Es gibt Opfer. Klarerweise. Denn immer wieder werden die amerikanischen Bin-Laden-Jäger selbst zu Gejagten. Zwischen dem Grau in Grau auf der Stelle tretender Ermittlungstätigkeit gibt es ein paar Anschläge auf die Amerikaner. Während fast alle diese Momente mit einer gefühlt fünfminütigen Vorankündigung geschehen – immer wenn Amerikaner nette Worte mit Einheimischen wechseln, oder gerade zu gute Laune haben, darf man drauf wetten, dass es gleich irgendwo scheppert –, gibt es einen einzigen dieser Anschläge, der wirklich gut gemacht ist: der Mariott Anschlag von 2008. Einfach ein lautes Boff!! gegen das der Zuschauer genauso hilflos ist, wie die Protagonisten.
Auch das zeigt Bigelow, denn die Regisseurin will sich in ihrem Film möglichst eng an die bekannten Fakten halten. Ganz zu Beginn zeigte sie auch bereits diejenigen Opfer, die das alles überhaupt auslösten und zur Rechtfertigung dienten: Der Film imitiert etwas, das der Mexikaner Alejandro González Iñárritu bereits vor über 10 Jahren gemacht hatte, in dem Kompilationsfilm 11'09''01 und setzt mit schwarzer Leinwand ein, während der man Panik hört, Schluchzen und endgültige Abschiede. Dies sind echte telefonische Notrufe von Menschen im brennenden World Trade Center. Wir können vermuten, dass sie alle tot sind, und alles was ihren letzten Anrufen folgt, muss sich an ihnen Messen: Die Opfer und die Strafe.
Wie der großartige und ebenfalls überaus detaillierte Gerichtsthriller Anatomy of a Murder von Otto Preminger, auch so einem Regisseur mit kaltem Herz, ist dies hier eine Anatomie, eine Körperschau, die mit der sorgfältigen Untersuchung und Freilegung der Strukturen, der Organe, der Zellen und Fasern, einfach aller Bestandteile des Körpers einhergeht. »Anatomie einer Spur«, so war ein Memo betitelt, das das reale Vorbild für Maya irgendwann einmal geschrieben hat.

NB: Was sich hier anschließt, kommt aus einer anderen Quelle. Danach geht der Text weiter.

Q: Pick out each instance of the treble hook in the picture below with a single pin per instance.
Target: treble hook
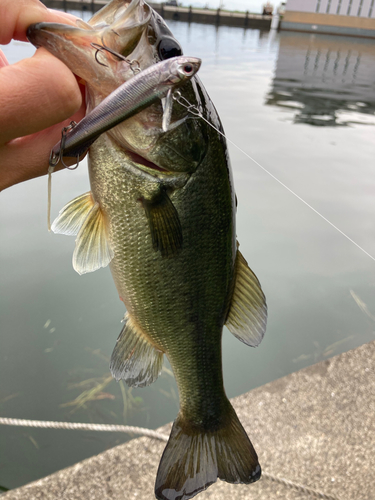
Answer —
(54, 158)
(134, 64)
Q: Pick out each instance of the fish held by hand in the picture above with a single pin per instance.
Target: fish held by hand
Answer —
(161, 213)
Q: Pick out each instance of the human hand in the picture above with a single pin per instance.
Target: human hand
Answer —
(38, 96)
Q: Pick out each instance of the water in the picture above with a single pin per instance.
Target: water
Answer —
(302, 106)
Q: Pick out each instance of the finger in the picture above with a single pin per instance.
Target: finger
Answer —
(34, 94)
(16, 17)
(3, 59)
(27, 157)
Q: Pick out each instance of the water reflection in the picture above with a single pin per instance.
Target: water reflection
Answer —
(325, 80)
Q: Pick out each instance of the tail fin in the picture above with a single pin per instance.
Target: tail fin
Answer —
(193, 459)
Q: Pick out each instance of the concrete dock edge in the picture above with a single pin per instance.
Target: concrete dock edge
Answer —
(315, 427)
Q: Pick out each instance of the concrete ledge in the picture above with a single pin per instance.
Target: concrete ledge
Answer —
(315, 427)
(327, 30)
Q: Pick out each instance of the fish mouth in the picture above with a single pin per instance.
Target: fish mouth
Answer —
(118, 26)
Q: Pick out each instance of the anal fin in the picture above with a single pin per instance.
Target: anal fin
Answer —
(134, 358)
(247, 318)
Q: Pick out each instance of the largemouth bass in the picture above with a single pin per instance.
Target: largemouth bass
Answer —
(161, 213)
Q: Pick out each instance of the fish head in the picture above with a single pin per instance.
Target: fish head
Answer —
(120, 40)
(98, 51)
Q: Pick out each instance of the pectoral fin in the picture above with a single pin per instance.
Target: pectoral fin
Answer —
(73, 214)
(134, 358)
(165, 226)
(92, 250)
(247, 316)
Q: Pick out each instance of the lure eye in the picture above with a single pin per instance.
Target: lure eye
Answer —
(188, 68)
(167, 48)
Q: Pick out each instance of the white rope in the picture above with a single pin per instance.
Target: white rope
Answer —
(298, 487)
(150, 433)
(84, 427)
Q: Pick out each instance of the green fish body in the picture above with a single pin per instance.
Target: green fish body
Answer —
(161, 213)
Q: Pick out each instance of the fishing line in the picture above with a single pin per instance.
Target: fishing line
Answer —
(195, 111)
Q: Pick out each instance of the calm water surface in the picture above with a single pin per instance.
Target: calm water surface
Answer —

Es führte auf die richtige Fährte.
Zero Dark Thirty, dessen rätselhafter Titel in der Militärsprache »30 Minuten nach Mitternacht« bedeutet, ist ein hervorragender Thriller: die Anatomie einer Jagd und der Aktion, in der das gejagte Wild schließlich zur Strecke gebracht wird. Bigelow schlägt sich auf keine Seite. Wer hat moralisch recht? Egal. Beziehungsweise eine Frage der Perspektive. Dies ist kein selbstgerechter Film. Wer verdient unsere Anteilnahme? Alle. Oder keiner. Aber eher alle. Die persönliche Perspektive ist bei Bigelow allerdings glasklar: Sie steht an der Seite des amerikanischen Staates, seines Systems, seiner Regierung. Und der Bürger, die diese gewählt haben. Ob republikanisch oder demokratisch ist demgegenüber zweitrangig. Osama Bin Laden hat, aus dieser Perspektive, Amerika am 11.September 2001 den Krieg erklärt. Also gilt für ihn das Kriegsrecht, und auch Bigelow macht keine Gefangenen. Sie steht an der Seite der Opfer und ihrer Rächer.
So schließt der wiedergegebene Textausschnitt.